Taylor, who designed the assembly line for Henry Ford set up a system which ultimately led to General Motors which finally smothered under the weight of the mamagement required to keep it all functioning. Taylorism in medicine will not produce a better outcome...and certainly not a less expensive one.
"Quality of care" is not too difficult to define for large deviations from basic outcomes such as complications after surgery like wound infection rates, bleeding (transfusions), unplanned return to OR, bowel obstruction, postop pneumonia, deep venous thrombosis/pulmonary embolism, acute MI or stroke, etc. These events are easily documented and the denominator patient population can be risk-adjusted to account for acuity or severity of patient medical status and underlying surgical problem. The key is adequate risk adjustment and large denominators to assure statistical significance and not simply "chance" occurrence. On the other hand, process measures as indicators of quality care are more problematic because many "accepted" process measures are in fact nothing more than expert opionion and have not been validated to actually result in improved outcomes in large enough populations sufficient to demonstrate statistical significance (and assuming clinical significance also).

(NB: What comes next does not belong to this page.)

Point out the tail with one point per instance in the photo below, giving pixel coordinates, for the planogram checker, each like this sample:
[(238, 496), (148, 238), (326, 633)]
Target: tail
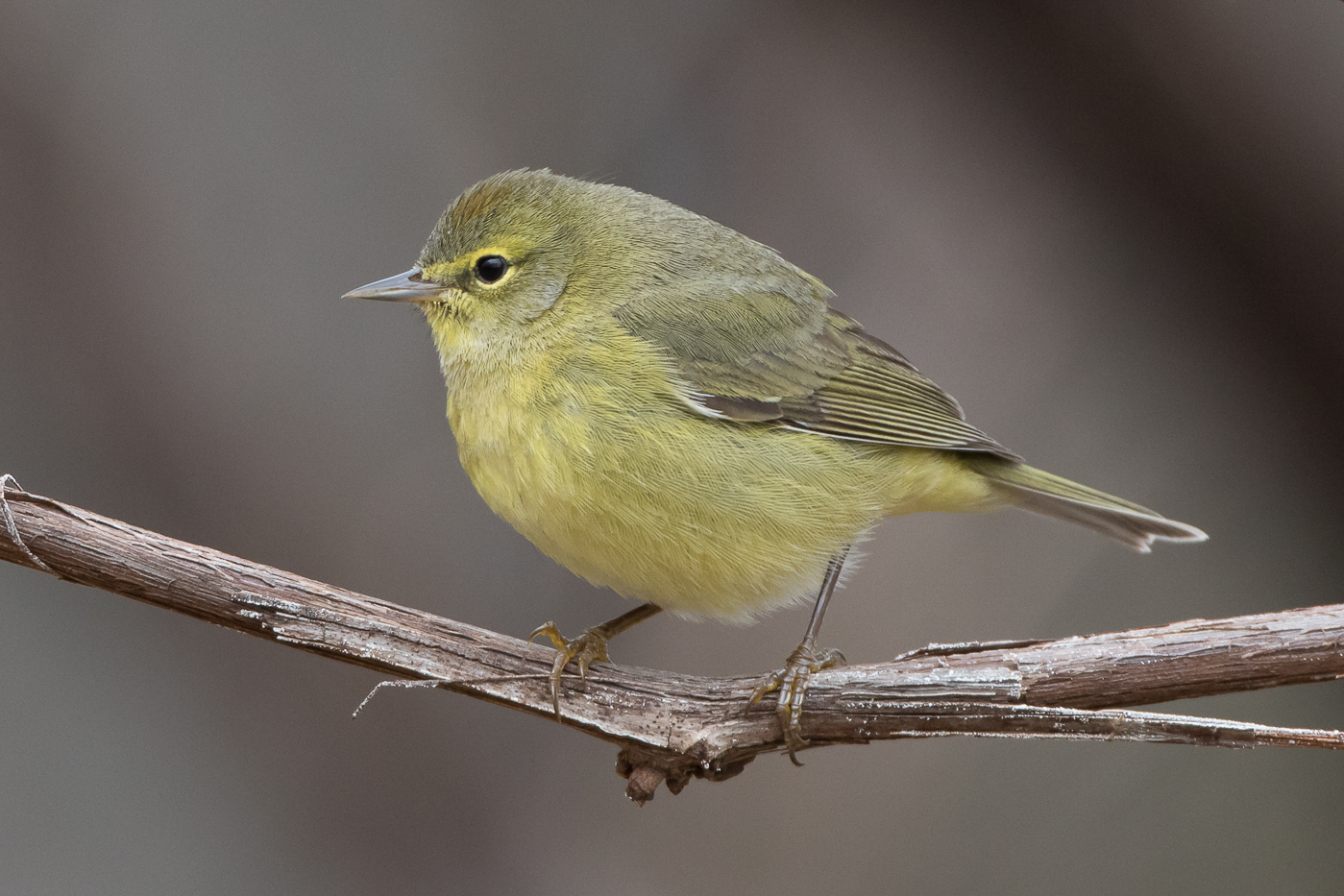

I wonder if the people who constructed "Pay for Perfomance" in the US have read the book 'Drive" by Daniel Pink. I agree that looking at oucomes is important but while in theory, carrots and sticks may motivate good behavior or discourage bad behavior, Pink's book turns some the idea of carrots and sticks on its head based on research in areas of work outside medicine. For example, one idea he puts forth is P4P doesn't work as well if people are aren't paid a minimally satsifying wage to begin with. As a primary care doc, I know most of us are compensated better than the average US worker but may have left the field because overhead, malpractice, and other costs have outstripped income and generally, primary care docs aren't paid as well for thinking as for doing procedures even if the former takes more effort. As well, Pink writes about autonomy (whether it's of time, who you work with, how you work, etc.) and how this is a motivating factor as well yet physician autonomy in the US continues to be restricted.
I take it as a bad sign when innovations require carrots and sticks. The copier, the word processor, the FAX machine and the computer didn't need carrots or sticks to transform how we saw patients. Their benefits were obvious.